Climate Coding Challenge¶
Climate change is impacting the way people live around the world!
Part 1: Overview¶
Higher highs, lower lows, storms, and smoke – we’re all feeling the effects of climate change. In this workflow, I am looking at climate change impacts in Saint Louis, Missouri. This is where I spent my childhood. I don't think I noticed any impacts of climate change growing up, so I'm excited to see what we find.
# Import libraries
import earthpy # Manage local data
import pandas as pd
Part 2: Data Wrangling¶
In this section, I downloaded temperature data from a weather station in Saint Louis, Missouri and saved the data frame.
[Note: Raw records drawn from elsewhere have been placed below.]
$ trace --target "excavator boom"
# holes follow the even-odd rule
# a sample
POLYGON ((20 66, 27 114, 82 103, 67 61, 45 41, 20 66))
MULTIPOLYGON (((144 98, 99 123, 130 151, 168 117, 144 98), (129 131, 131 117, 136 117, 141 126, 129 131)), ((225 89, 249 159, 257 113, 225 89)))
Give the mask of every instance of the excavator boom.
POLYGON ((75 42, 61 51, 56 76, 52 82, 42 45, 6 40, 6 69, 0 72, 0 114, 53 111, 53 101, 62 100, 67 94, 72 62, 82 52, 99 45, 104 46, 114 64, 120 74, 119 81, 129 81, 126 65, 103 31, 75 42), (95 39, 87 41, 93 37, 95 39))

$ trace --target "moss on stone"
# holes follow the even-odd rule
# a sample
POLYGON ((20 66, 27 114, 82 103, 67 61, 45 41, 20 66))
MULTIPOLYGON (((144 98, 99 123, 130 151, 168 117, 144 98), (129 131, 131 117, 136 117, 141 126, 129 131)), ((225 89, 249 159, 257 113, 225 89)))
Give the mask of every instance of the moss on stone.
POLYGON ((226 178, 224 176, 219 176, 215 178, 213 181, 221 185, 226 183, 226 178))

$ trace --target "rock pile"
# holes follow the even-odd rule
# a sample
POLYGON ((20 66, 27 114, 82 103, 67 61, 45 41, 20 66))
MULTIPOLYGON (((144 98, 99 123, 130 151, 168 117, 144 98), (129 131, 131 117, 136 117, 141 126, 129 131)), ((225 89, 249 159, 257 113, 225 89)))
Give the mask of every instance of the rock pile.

# Retrieve stored variables.
%store -r stl_climate_df
# set parameter
project_name = 'Saint Louis Climate'
# Set up project folders
project = earthpy.Project(
'Saint Louis Climate',
dirname = '/workspaces/02-climate-algrego')
# Check where the data ended up
project.project_dir
PosixPath('/workspaces/02-climate-algrego')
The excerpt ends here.